Stevo Pendarovski – University American College – Skopje

It is probably true that each nation has more that one “Munich”. Clear winners usually do not emerge whenever and wherever life and death meet each other. But, understood as a crossroad of politics and morality, this kind of events has potential to turn inward the face of the nation. Who and when is authorized to apply controversial principle “an eye for an eye” in a world being more and more laid upon the global rules and mutual solidarity?

In democracies Government has upper hand over the intelligence, but, some of later consider (or even act) to obtain prime influence. Honestly: is it possible to merge two different organizational cultures of “shadowy” and “sunny” poles of the world, ones of Governments and secret services? Who in essence creates policy and tailors national interests: first group of people with undisputed electoral legitimacy or latter one, which is put in power by the former?

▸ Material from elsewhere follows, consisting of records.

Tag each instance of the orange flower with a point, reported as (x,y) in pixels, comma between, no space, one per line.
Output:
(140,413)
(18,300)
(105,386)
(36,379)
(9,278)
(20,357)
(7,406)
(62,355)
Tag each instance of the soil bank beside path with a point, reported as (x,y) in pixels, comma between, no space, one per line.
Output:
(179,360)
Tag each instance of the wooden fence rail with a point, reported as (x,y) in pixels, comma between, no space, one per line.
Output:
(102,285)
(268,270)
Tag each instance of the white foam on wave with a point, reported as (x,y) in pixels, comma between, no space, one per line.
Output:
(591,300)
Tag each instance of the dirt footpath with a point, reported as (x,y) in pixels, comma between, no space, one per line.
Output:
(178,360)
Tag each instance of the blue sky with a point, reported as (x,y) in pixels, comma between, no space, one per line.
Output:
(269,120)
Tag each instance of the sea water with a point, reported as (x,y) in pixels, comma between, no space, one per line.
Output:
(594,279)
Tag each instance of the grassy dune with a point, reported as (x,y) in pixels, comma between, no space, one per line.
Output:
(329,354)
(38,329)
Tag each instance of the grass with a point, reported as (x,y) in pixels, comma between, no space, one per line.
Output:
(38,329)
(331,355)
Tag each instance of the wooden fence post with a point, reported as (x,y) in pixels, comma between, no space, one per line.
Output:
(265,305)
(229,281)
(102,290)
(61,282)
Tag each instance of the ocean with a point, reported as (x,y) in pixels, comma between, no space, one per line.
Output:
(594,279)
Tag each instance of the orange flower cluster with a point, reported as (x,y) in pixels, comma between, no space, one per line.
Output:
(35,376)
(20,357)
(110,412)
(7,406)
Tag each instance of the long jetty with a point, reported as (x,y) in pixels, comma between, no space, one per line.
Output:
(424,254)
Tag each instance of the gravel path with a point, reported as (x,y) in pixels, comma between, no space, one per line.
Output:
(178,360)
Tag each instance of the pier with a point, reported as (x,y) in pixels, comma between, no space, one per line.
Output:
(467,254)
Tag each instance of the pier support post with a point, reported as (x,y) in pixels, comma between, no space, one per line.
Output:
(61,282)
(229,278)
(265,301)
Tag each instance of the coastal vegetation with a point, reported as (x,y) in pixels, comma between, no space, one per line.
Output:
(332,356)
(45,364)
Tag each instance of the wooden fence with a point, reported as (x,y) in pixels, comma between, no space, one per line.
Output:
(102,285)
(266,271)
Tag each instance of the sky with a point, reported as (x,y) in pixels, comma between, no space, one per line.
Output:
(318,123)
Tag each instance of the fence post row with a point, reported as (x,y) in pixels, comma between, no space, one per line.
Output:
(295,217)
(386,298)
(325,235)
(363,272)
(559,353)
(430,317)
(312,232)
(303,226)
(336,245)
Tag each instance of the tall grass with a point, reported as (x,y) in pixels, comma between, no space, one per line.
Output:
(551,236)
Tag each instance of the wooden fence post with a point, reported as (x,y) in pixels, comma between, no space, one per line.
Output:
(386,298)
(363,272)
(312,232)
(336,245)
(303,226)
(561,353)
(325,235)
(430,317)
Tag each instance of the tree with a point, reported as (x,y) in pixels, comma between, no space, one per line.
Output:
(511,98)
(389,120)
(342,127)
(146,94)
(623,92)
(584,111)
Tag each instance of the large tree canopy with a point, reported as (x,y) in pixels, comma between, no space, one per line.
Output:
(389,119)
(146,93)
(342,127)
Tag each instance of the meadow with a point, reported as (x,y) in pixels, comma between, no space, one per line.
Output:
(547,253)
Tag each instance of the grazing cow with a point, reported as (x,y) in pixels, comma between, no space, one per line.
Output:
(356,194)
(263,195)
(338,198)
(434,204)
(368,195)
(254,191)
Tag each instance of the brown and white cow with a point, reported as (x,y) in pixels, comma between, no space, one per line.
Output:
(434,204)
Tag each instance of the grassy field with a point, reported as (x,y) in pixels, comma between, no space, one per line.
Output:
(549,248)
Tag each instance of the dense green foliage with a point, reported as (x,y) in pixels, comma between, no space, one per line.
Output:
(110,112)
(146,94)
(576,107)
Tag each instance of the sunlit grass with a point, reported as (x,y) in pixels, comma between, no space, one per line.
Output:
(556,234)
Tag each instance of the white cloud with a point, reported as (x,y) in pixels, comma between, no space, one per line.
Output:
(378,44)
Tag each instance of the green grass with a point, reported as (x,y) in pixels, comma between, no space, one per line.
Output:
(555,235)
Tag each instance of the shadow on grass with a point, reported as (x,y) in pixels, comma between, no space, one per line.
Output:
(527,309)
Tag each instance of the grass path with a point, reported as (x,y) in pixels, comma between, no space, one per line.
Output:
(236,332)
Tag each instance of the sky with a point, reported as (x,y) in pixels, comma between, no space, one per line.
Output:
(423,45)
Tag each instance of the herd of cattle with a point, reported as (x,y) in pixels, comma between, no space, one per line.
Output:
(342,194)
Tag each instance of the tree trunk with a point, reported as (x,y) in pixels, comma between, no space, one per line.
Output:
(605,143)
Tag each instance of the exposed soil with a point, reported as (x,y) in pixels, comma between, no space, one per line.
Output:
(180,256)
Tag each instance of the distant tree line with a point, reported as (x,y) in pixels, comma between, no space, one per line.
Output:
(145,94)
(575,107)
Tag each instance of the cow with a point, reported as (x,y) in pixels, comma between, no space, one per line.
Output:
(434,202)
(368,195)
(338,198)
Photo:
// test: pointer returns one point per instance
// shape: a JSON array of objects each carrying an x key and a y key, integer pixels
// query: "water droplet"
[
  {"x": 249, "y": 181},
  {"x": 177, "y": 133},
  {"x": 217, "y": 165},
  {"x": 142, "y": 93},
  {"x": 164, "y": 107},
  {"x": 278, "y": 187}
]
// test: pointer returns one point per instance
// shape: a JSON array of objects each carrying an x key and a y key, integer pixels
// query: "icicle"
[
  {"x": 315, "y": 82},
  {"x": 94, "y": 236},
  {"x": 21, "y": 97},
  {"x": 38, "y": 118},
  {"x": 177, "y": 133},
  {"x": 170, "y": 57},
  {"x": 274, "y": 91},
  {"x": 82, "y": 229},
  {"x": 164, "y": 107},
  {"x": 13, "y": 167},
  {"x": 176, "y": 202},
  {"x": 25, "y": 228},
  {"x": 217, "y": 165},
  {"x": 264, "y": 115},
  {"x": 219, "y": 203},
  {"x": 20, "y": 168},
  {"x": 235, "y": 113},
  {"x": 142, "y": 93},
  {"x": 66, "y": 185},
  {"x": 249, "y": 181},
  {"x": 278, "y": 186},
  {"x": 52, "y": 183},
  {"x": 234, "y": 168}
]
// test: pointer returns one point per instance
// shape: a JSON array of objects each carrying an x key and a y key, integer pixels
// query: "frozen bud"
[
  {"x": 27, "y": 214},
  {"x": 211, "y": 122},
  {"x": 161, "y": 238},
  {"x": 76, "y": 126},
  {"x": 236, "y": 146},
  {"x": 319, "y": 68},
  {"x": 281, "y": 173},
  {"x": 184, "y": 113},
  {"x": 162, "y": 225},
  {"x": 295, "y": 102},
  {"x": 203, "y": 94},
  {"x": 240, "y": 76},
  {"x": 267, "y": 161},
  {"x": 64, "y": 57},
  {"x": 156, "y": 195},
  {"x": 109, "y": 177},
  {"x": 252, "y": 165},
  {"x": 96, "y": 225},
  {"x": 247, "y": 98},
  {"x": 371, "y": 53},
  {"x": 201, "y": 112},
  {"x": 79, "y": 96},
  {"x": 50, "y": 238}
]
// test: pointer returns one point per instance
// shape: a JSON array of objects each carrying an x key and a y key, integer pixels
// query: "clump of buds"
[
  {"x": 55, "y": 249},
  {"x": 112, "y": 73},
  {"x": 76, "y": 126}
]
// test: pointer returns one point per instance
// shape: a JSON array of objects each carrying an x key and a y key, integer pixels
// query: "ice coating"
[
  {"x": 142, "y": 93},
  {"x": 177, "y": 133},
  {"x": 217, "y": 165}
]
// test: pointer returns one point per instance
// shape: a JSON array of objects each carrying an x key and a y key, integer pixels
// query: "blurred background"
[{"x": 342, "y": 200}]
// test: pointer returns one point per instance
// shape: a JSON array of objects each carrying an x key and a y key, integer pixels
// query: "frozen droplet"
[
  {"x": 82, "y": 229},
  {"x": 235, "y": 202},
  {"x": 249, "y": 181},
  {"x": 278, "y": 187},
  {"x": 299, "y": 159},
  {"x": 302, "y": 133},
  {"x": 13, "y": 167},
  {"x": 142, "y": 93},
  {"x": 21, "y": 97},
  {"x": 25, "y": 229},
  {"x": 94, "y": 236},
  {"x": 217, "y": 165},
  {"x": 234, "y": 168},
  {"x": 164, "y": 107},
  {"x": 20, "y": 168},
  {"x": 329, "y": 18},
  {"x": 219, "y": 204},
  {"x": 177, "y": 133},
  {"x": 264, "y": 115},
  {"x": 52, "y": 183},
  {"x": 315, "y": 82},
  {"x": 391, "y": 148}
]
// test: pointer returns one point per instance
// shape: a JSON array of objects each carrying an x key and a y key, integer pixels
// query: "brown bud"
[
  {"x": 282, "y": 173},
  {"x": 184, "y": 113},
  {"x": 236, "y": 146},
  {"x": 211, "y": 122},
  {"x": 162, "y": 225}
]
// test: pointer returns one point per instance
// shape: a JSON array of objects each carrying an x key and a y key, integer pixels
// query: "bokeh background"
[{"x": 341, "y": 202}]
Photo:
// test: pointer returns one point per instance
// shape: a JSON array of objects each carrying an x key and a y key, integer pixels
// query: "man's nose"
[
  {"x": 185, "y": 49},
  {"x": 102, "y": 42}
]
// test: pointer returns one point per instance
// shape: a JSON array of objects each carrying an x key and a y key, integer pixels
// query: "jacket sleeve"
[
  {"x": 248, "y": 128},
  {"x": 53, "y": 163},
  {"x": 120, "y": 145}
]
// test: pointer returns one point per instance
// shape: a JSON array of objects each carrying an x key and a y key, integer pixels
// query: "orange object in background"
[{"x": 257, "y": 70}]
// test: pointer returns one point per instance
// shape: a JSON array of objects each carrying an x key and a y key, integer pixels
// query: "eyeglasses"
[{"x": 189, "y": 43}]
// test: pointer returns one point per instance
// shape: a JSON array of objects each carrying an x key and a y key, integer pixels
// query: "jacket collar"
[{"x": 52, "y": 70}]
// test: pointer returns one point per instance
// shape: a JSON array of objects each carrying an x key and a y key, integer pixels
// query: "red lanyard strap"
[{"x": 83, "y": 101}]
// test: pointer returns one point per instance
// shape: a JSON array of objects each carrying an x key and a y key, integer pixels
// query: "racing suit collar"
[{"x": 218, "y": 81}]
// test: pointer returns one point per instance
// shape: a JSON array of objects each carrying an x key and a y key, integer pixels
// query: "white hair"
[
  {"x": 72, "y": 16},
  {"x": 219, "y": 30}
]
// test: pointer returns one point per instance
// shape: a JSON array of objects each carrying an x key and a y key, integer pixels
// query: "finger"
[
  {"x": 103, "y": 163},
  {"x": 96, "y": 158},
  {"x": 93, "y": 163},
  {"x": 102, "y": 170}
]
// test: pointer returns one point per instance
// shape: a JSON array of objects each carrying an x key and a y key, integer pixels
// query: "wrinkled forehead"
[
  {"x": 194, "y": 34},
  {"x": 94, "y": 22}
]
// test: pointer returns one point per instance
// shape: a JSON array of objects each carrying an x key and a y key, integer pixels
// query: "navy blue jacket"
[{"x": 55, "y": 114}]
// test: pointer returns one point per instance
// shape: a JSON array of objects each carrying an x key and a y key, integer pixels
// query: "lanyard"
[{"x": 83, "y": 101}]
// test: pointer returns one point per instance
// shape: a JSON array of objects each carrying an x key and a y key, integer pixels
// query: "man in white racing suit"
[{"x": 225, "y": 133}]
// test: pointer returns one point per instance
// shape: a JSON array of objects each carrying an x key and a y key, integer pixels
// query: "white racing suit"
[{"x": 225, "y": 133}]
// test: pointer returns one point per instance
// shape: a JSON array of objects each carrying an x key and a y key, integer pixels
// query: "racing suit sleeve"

What if “impossible” happens: political leader and intelligence chief fully agree on the content of retaliation having in mind the same set of values? It might be a difficult guess on the kind of values which reside in the minds of Iranian Grand Ayatollah and the boss of notorious paramilitary organization Basij? Will their reaction in urgency be in compliance with the globally accepted civilization norms, when two years ago they have been opposed to the half of their own population?

Media plurality and political interests make the danger of treating both sides (terrorists and law-enforcement agencies) as morally equal, to be very realistic. But, much more important is the question: in a fragmented world what is supposed to be a response of the post-modern citizens against the barbaric acts of the pre-modern ones? Robert Copper in 2000 said that applying proper instruments should be the order of the day, when contemplating the use of force as a last resort. Nevertheless, how many people are ready to accept this principle a decade later?

Media exposure of terrorist acts and anti-terrorist activities alike should be wisely balanced not to install fear among the average viewers or promote evil people as role models for the wider audience, thus helping recruitment process of youngsters. Unfortunately, TV dramas of this kind are business as usual: prejudices recycled, stereotypes sustained, good people praised, bad people punished. What is wrong with the last two points? Nothing, but the passports of those people. Good characters are always members of our nation, since we routinely avoid having anything in common with the nasty boys. They are anyhow coming from the “different and distant” cultures.